Fueled by optimism about the global economy, the Dow Transports and other cyclical stocks have strengthened. But shares of bond proxies like utilities and consumer staples have dipped amid a bounce in bond yields, reflecting worries about the Federal Reserve's plans to unwind its easy-money policies. For now, our buy lists have 94% to 97% in stocks.

Bond-market worries

The Dow Transports have rallied to within 1.5% of their July all-time high of 9,742.76, with strength in air-freight names complementing a continued surge in the railroad and trucking groups. FedEx ($221; FDX) reported a disappointing quarter and guidance, mostly because of a cyber attack. But the air-freight giant said it expects the best year for global trade in years, sending its shares and the industrial sector to all-time highs.

The materials sector, benefiting from higher commodity prices, has also reached new highs. Bank stocks have rebounded from lows reached in early September, helped by a bounce in bond yields. Higher yields are expected to lift banks' profit margins by increasing the gap between what they pay on deposits and charge on loans.

As expected, the Federal Reserve left short-term interest rates unchanged after its Sept. 20 meeting. But the Fed announced the beginning of a plan to shrink its bond portfolio. While the move was widely anticipated, investors worry about the risk of a policy mistake. In 2013, after the Fed indicated in May that it planned to scale back its bond-buying program, 10-year Treasury bond yields nearly doubled to 3% by year-end.

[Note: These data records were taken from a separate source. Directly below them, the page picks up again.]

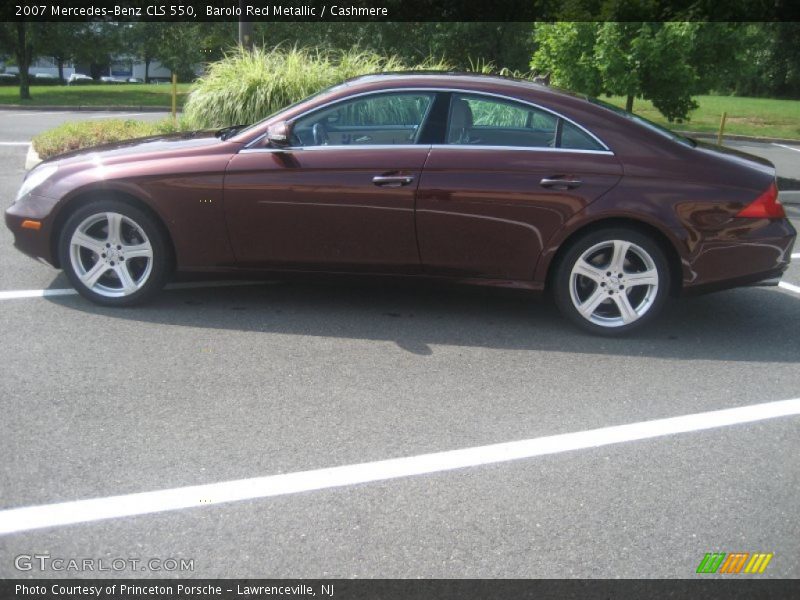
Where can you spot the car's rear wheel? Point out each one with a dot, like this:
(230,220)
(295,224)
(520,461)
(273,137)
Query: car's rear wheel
(612,281)
(113,253)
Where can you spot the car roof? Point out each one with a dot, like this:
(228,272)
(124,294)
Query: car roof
(473,81)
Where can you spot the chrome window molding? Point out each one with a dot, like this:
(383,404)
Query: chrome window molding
(606,150)
(425,146)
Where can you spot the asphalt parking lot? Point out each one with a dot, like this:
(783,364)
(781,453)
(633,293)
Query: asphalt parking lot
(213,384)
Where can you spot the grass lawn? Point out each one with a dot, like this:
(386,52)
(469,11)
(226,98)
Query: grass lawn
(746,116)
(130,94)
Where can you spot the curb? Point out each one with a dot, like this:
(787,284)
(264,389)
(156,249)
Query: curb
(32,159)
(82,108)
(740,138)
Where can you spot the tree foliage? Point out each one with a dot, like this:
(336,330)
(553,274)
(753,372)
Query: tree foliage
(631,59)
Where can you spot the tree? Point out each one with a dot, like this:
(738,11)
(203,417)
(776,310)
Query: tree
(631,59)
(141,39)
(18,39)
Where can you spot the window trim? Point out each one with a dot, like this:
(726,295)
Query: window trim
(436,90)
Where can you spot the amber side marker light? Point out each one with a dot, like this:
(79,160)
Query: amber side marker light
(28,224)
(766,206)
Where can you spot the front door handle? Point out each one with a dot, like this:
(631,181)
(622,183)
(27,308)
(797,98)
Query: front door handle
(560,182)
(392,180)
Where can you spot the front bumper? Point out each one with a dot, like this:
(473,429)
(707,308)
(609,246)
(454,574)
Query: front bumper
(35,243)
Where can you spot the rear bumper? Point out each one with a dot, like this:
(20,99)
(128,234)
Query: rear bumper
(744,256)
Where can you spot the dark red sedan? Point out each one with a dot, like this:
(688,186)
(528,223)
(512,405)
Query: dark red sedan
(477,179)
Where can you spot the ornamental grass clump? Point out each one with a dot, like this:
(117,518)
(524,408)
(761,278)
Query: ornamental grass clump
(247,86)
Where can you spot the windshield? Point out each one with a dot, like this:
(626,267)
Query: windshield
(645,122)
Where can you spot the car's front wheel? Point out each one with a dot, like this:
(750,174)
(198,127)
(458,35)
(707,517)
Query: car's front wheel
(113,253)
(612,281)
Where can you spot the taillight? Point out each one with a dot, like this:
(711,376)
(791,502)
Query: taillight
(766,206)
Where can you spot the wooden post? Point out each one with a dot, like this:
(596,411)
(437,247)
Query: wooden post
(174,97)
(721,127)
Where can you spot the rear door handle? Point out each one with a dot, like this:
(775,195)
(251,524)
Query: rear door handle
(392,180)
(560,182)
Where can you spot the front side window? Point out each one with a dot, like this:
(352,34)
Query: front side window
(384,119)
(485,121)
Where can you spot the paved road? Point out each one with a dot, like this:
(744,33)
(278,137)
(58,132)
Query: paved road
(216,384)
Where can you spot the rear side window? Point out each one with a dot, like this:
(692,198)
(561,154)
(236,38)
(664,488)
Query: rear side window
(486,121)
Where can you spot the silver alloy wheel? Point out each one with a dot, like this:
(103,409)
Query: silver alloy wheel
(613,283)
(111,254)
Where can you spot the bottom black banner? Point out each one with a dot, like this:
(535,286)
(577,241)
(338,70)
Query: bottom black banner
(395,589)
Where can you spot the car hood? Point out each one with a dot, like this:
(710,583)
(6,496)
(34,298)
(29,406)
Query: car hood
(159,146)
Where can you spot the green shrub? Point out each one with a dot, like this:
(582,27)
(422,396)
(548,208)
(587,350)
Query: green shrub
(85,134)
(245,87)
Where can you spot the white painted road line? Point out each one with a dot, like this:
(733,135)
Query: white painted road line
(789,286)
(16,520)
(18,294)
(787,147)
(189,285)
(115,115)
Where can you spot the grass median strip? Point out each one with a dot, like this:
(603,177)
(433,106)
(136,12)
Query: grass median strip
(129,94)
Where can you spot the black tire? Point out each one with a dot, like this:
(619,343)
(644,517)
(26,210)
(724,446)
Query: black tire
(95,262)
(588,282)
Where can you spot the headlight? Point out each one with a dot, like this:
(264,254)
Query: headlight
(34,179)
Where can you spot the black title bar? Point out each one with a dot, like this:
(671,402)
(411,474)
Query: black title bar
(734,588)
(399,10)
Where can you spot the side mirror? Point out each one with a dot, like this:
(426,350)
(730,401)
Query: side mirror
(278,134)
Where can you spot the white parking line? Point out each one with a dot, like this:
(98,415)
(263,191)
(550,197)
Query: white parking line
(787,147)
(20,294)
(84,511)
(789,286)
(113,115)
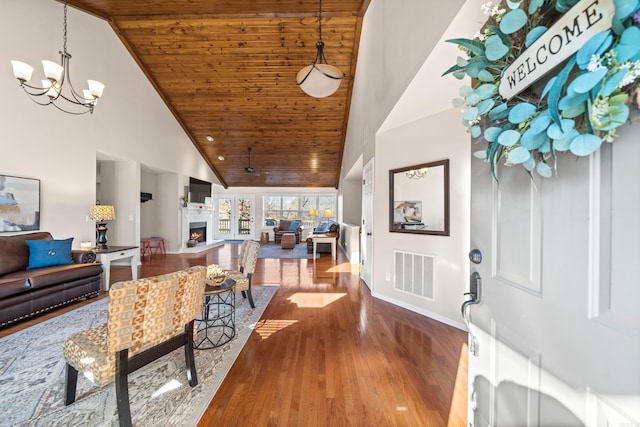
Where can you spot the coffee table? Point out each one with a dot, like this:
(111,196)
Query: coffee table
(323,238)
(217,326)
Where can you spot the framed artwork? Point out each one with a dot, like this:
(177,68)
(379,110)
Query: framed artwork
(19,203)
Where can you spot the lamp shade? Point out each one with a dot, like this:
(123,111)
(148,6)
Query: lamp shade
(102,213)
(319,80)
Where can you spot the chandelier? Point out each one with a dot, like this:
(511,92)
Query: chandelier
(54,91)
(319,79)
(416,173)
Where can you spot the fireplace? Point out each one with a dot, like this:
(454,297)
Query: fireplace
(198,231)
(197,219)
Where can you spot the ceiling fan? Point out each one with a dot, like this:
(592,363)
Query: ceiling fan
(250,169)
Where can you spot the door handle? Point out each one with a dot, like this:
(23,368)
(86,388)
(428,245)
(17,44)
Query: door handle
(475,289)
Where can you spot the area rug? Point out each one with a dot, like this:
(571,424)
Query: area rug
(32,370)
(274,250)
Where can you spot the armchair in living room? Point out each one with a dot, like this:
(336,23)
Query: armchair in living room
(288,226)
(329,229)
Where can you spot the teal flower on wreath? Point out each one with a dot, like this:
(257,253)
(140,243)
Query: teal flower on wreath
(575,110)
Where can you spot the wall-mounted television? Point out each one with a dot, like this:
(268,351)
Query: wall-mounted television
(198,190)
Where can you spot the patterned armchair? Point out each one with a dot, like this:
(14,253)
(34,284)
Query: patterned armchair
(287,226)
(148,318)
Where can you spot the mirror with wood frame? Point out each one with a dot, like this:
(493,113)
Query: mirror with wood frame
(419,199)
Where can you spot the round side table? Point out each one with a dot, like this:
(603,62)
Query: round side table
(217,326)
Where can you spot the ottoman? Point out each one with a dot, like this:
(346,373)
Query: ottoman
(288,240)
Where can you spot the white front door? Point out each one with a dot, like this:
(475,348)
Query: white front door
(235,217)
(366,228)
(556,334)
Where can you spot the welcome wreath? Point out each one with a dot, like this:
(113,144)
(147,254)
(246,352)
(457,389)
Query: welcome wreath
(577,109)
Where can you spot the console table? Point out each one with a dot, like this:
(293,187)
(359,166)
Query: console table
(323,238)
(113,253)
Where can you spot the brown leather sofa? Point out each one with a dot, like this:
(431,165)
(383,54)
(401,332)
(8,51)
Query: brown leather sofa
(285,227)
(333,229)
(25,293)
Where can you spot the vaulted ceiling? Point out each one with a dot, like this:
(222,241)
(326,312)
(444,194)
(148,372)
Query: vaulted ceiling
(227,69)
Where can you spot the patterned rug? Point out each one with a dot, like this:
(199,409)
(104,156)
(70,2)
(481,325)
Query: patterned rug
(273,250)
(32,371)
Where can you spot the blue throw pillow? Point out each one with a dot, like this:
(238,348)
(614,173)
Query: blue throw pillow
(45,253)
(294,225)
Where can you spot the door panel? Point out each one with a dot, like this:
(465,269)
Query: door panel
(557,325)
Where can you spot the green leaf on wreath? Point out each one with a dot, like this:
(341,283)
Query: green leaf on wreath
(612,82)
(562,144)
(520,112)
(498,113)
(571,100)
(629,44)
(573,112)
(491,134)
(617,115)
(620,98)
(558,132)
(513,21)
(540,123)
(465,90)
(585,144)
(459,75)
(513,4)
(534,34)
(485,106)
(534,5)
(533,141)
(495,48)
(472,99)
(470,113)
(485,76)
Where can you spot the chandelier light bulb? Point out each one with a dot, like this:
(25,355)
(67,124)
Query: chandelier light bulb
(21,70)
(57,74)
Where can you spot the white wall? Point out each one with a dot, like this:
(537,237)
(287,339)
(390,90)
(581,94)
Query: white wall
(130,122)
(432,138)
(397,39)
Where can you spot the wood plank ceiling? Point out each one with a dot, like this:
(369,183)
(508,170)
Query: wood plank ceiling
(227,68)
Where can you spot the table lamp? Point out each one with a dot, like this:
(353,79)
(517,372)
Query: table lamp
(101,213)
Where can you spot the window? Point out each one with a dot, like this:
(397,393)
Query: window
(310,209)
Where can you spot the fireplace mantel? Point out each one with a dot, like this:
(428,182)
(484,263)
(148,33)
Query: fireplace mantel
(196,212)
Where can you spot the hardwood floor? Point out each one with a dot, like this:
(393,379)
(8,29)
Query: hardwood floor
(326,353)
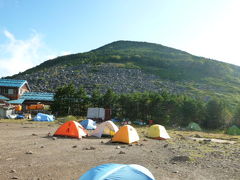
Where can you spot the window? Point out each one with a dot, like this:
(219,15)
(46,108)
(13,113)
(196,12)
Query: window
(10,91)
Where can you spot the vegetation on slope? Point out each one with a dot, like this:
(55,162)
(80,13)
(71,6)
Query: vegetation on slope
(197,75)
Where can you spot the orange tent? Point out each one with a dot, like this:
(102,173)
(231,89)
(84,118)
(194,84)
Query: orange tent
(71,129)
(126,134)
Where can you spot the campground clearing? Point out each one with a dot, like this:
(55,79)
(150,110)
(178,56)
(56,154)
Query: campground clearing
(29,152)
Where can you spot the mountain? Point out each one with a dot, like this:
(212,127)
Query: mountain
(128,66)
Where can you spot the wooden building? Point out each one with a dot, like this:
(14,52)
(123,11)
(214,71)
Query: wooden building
(13,89)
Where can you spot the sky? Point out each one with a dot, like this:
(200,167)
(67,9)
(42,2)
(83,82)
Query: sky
(32,31)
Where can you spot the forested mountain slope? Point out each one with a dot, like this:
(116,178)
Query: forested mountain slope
(128,66)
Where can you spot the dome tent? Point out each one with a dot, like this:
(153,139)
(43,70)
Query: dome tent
(193,127)
(43,117)
(71,129)
(118,172)
(158,132)
(126,134)
(105,128)
(233,130)
(88,124)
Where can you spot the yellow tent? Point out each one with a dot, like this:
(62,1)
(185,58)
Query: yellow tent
(158,132)
(126,134)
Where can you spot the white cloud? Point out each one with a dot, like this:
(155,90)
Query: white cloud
(221,40)
(19,55)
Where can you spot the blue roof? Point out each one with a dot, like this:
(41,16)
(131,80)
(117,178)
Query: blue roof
(18,101)
(38,96)
(3,98)
(12,82)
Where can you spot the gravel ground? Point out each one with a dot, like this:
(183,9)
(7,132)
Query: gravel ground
(28,152)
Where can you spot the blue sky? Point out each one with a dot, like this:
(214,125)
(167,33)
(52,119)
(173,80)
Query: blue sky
(34,31)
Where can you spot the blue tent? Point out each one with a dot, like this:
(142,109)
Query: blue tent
(43,117)
(88,124)
(118,172)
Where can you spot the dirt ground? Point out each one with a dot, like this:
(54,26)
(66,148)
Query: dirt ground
(28,153)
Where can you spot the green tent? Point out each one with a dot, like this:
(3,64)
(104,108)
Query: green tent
(233,130)
(194,127)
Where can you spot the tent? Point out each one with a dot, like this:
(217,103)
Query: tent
(88,124)
(43,117)
(126,134)
(71,129)
(118,172)
(233,130)
(158,132)
(194,127)
(105,128)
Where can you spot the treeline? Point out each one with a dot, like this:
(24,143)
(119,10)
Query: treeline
(163,108)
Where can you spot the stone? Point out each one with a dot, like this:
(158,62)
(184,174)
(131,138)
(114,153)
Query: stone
(121,152)
(165,145)
(180,158)
(15,177)
(29,152)
(12,171)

Even with a robust global economy, that type of spike in bond yields is likely to weigh on stocks. Financials and cyclicals should hold up relatively well, while defensive and rate-sensitive groups are likely to suffer the most.

Already, the Dow Jones Utility Average has dropped 3% from the all-time high reached Sept. 11. The rate-sensitive real estate sector has also slumped, as has the defensive consumer-staples sector. Partly because low bond yields have pushed income investors into bond-like stocks, these areas remain unusually expensive relative to historical norms.

Our buy lists have relatively little exposure to these expensive low-volatility stocks. But, for the sake of the market's health, we'd prefer to see both defensive and cyclical groups moving higher.


A close above 9,742.76 in the Transports would reconfirm the bullish primary trend under the Dow Theory. Continued strength in the broad market, as seen in S&P 1500 advance-decline line, would also be encouraging.